INESC-ID Talk: “Machine Learning as a magnifying glass to study society” by Joana Gonçalves de Sá (SPAC, LIP)

INESC-ID Talk: “Machine Learning as a magnifying glass to study society” by Joana Gonçalves de Sá (SPAC, LIP)

On January 23, at 13:00, INESC-ID will host a talk by Joana Gonçalves de Sá, a researcher at LIP and the coordinator investigator of the Social Physics and Complexity (SPAC) research group, at Técnico. The talk is titled “Machine Learning as a magnifying glass to study society”.

Date & Time: January 23, 13:00
Where: INESC Lisboa, Rua Alves Redol, 9, 1000-029 Lisboa | Room 9 (Auditorium), Ground Floor

“Machine Learning Algorithms (MLAs) are trained on vast amounts of data and work by learning patterns and finding non-linear and often black box mathematical relations between that data. A central challenge MLAs face is that the data used to train them is not generated in a social vacuum: if the data or the targets are biased, the models will also be biased. This creates an important problem: how should MLAs be trained to identify relevant differences in data while not perpetuating or even amplifying prejudice or social bias? To date, the main approach has been deductive, or top-down: researchers or coders start by listing known biases, such as racial prejudice, and then search for signs of their presence in the data, the models, or in societies.

The implicit assumptions are that a) all biases or all types of biased features are known a-priori, b) they are identifiable; and c) once identified, they can be debiased-against. However, there is no comprehensive and universal list of biases, new biases emerge dynamically, and the coder or researcher’s contextual backgrounds influence the debiasing approaches.
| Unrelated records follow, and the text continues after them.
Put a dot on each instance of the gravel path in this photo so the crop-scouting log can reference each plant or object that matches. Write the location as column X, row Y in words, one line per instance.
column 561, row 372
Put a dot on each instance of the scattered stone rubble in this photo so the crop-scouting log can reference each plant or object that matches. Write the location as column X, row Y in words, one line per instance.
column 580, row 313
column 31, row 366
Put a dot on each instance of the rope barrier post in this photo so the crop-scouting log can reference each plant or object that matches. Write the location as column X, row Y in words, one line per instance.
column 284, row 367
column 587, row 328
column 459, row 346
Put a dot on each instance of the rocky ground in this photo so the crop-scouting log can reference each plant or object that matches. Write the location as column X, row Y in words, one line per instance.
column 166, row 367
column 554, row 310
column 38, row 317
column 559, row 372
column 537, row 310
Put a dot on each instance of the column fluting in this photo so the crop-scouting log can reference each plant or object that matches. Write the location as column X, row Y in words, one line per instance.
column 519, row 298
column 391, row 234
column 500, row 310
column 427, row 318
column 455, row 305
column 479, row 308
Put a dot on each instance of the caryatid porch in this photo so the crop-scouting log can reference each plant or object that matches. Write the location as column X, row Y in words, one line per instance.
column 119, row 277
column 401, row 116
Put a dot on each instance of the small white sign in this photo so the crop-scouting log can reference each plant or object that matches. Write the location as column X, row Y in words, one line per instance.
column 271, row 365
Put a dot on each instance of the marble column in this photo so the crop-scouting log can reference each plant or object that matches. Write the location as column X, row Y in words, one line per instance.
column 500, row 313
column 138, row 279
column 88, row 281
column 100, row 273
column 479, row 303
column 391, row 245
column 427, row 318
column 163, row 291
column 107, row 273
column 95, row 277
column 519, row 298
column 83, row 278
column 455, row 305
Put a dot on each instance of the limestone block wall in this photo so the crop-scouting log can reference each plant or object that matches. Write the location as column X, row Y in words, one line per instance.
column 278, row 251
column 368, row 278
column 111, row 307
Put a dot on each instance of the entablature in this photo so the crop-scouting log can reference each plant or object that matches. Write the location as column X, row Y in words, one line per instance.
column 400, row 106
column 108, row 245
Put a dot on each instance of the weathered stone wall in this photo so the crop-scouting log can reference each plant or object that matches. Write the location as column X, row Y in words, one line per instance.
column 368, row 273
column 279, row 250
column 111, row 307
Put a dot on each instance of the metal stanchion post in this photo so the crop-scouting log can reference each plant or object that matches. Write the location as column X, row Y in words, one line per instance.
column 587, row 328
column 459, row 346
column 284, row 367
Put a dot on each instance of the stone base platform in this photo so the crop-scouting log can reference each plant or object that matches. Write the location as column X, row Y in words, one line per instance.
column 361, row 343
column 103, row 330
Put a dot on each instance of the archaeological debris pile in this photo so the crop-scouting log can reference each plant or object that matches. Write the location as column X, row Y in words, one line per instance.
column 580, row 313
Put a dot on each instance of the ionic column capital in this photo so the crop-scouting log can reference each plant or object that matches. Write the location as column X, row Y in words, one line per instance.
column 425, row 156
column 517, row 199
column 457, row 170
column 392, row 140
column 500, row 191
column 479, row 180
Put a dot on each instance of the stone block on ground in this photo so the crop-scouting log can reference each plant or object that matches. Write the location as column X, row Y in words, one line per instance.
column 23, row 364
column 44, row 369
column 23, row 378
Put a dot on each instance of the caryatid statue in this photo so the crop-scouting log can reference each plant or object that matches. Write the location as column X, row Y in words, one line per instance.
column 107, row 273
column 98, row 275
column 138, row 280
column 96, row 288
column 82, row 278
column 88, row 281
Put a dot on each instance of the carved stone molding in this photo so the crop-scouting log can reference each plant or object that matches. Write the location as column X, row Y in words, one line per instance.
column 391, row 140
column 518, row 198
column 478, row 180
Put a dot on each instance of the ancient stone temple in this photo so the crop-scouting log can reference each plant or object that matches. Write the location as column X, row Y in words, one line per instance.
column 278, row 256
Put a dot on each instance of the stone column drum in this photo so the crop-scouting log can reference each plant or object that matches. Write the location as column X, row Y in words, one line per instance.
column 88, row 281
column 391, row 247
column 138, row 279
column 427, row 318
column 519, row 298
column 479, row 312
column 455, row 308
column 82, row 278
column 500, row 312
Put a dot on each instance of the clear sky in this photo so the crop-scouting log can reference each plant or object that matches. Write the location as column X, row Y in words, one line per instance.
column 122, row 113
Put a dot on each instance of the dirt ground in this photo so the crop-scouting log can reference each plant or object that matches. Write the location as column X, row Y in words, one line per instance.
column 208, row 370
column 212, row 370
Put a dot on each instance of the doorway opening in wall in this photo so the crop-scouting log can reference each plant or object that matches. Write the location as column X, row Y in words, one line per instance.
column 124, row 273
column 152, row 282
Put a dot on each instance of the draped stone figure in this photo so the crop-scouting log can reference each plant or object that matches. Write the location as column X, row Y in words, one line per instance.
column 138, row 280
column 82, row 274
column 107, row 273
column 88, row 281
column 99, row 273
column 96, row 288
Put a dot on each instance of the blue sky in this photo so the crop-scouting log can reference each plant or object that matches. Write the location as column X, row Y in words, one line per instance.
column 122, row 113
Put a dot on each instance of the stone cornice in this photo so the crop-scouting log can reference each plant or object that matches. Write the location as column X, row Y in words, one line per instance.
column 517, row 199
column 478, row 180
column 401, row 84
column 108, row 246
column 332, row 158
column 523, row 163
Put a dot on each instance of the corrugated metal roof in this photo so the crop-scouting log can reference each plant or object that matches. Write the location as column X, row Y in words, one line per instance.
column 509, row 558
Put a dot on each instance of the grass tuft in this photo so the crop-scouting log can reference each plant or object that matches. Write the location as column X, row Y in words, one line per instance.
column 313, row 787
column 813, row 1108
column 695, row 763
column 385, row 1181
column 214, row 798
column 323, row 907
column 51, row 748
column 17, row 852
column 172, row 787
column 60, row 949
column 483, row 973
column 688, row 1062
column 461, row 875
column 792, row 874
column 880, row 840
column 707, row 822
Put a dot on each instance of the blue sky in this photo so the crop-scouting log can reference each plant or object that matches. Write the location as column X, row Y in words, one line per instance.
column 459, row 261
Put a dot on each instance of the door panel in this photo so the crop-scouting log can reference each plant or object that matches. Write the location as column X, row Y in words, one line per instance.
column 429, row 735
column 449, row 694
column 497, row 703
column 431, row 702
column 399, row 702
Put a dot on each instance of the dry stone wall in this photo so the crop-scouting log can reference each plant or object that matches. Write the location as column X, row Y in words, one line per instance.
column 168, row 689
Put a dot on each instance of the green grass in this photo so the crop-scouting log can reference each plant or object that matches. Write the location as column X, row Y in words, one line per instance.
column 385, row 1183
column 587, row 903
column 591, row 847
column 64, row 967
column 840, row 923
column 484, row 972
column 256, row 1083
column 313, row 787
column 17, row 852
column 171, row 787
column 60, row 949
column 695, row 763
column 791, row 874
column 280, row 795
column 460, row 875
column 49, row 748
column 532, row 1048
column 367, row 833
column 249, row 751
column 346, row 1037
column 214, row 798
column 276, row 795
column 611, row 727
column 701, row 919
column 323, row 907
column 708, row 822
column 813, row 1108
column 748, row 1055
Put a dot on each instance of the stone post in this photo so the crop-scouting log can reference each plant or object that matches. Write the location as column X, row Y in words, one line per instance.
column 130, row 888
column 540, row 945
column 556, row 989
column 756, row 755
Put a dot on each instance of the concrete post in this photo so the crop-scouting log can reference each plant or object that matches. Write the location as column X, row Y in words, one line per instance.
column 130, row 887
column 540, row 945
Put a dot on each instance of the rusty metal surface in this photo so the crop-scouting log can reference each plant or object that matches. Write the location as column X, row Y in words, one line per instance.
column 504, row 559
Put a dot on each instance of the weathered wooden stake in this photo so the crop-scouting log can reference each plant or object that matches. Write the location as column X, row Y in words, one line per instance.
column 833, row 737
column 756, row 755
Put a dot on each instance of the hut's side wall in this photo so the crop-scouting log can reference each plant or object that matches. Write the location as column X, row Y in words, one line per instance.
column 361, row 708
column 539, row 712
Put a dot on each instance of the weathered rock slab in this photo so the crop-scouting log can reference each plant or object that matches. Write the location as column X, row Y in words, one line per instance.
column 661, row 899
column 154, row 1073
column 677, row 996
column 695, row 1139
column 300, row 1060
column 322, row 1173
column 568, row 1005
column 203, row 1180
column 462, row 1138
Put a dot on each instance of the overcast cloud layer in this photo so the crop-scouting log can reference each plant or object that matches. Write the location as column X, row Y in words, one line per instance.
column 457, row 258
In summary, even screened datasets or models are likely to contain biased patterns. Therefore, it is crucial to develop inductive systems to identify biases in MLAs.
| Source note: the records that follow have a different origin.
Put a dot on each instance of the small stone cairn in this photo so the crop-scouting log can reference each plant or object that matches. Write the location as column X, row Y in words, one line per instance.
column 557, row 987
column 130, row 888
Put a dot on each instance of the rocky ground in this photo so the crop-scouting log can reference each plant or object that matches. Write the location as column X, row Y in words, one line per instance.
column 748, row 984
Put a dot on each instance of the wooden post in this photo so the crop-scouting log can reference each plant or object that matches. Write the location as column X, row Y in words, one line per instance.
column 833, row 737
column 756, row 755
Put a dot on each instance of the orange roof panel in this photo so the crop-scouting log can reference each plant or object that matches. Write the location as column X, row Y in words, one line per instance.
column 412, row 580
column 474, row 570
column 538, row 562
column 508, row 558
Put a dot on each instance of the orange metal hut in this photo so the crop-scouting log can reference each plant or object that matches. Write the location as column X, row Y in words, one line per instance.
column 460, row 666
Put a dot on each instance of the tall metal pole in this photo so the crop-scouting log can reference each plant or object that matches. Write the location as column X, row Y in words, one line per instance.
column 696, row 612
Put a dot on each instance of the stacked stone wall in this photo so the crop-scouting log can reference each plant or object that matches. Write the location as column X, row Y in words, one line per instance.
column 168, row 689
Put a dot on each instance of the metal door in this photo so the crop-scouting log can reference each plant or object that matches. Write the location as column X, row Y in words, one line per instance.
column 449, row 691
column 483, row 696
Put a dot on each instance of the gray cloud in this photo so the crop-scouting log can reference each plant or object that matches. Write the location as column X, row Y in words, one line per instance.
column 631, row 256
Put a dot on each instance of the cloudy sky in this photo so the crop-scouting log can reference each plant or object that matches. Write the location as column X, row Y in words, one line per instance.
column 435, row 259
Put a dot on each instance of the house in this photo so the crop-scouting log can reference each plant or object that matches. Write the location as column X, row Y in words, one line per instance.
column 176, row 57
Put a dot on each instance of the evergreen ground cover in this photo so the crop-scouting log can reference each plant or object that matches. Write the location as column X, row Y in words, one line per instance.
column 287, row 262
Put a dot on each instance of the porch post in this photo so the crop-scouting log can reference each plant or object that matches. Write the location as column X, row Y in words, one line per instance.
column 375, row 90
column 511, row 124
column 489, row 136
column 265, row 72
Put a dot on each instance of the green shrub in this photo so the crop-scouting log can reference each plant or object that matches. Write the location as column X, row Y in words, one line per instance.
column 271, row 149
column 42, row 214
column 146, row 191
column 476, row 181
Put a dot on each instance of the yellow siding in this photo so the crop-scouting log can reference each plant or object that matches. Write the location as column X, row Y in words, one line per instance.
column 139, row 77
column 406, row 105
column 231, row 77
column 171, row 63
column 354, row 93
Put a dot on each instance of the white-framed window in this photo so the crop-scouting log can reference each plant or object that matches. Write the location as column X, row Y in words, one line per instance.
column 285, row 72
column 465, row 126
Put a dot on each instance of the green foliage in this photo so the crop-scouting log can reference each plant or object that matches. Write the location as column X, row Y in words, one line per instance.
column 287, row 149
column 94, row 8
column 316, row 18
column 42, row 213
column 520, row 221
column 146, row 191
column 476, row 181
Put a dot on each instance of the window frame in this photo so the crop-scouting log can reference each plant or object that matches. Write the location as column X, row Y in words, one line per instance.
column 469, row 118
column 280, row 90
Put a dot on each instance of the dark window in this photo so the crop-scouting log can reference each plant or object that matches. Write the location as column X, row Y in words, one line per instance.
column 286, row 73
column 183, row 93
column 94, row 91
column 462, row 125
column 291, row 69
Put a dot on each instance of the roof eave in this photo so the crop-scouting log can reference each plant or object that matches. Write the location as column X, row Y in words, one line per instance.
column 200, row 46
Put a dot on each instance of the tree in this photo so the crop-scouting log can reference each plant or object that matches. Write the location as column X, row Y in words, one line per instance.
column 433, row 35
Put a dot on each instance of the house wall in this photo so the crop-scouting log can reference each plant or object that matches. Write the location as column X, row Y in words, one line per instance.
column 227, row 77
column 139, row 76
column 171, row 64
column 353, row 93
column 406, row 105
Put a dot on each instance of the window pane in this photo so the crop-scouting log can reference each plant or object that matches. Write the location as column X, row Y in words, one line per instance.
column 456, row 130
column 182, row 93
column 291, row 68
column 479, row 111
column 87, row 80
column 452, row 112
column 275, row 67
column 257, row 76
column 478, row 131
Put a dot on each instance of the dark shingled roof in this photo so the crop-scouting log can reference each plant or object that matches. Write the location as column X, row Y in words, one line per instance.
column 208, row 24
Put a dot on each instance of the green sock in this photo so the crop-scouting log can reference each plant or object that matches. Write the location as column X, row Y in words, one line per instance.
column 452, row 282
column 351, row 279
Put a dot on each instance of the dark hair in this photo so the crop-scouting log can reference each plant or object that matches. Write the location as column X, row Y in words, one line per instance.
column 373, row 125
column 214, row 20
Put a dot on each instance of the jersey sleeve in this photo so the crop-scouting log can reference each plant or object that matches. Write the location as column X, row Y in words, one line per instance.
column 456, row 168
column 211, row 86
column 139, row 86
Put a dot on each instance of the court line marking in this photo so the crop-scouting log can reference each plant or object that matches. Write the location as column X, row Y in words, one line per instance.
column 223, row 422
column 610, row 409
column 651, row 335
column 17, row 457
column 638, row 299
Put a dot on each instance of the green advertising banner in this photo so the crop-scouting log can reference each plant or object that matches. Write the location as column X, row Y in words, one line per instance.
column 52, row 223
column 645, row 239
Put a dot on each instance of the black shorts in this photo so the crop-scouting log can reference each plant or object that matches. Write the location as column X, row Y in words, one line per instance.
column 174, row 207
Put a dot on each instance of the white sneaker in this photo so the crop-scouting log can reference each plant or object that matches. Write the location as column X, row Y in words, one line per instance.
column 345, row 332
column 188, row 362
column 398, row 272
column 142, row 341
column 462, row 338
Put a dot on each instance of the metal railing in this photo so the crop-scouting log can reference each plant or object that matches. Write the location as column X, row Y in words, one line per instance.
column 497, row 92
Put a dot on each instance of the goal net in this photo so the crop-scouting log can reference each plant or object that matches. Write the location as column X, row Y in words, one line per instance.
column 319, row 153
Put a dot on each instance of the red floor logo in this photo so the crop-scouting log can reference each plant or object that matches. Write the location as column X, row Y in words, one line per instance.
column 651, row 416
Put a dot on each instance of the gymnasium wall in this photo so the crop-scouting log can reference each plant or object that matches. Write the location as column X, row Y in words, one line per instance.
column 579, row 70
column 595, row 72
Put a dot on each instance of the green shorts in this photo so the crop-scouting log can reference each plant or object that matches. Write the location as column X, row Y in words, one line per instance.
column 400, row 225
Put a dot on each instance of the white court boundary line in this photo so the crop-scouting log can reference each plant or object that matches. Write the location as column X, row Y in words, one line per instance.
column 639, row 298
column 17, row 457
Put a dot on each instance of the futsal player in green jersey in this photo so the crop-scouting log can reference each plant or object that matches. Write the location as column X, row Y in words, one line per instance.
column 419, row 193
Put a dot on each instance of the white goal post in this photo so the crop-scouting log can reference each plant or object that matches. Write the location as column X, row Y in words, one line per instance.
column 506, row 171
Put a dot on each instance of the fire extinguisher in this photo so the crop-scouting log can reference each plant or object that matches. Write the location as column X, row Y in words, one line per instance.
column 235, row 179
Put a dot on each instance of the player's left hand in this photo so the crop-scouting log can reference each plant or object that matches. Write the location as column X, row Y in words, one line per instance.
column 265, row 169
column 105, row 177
The talk will be divided into two parts. In the first, I will describe the first (to the best of our knowledge), experimental audit study for detecting possible differential tracking in misinformation websites and its impact on third-party content and search engine results. We created a two-staged experimental audit, which resorts to stateful crawlers to mimic users browsing the web, while experimentally controlling for websites, time and geo-location, and collecting online tracking data. But analyzing differences in search-engine recommendation to bots that have different browsing experiences (and, thus, collected different cookies) it should be possible to audit their algorithms for biased customization. I will present results indicating that 1) disinformation websites are tracked more heavily by third-parties than non-disinformation websites, 2) simply changing the location of the bots is sufficient to customize the content being recommended, and 3) this has implications for polarization and misinformation spread. In the second part, I will discuss the possibility of expanding on this and other work and take advantage of MLAs to identify novel biases. That MLAs so efficiently learn from widely recognized prejudice, suggests that it should be possible to use algorithms to reverse the problem and develop statistical, bottom-up tools to identify latent, unknown biases. This is a very preliminary project, and I would value the community’s input.”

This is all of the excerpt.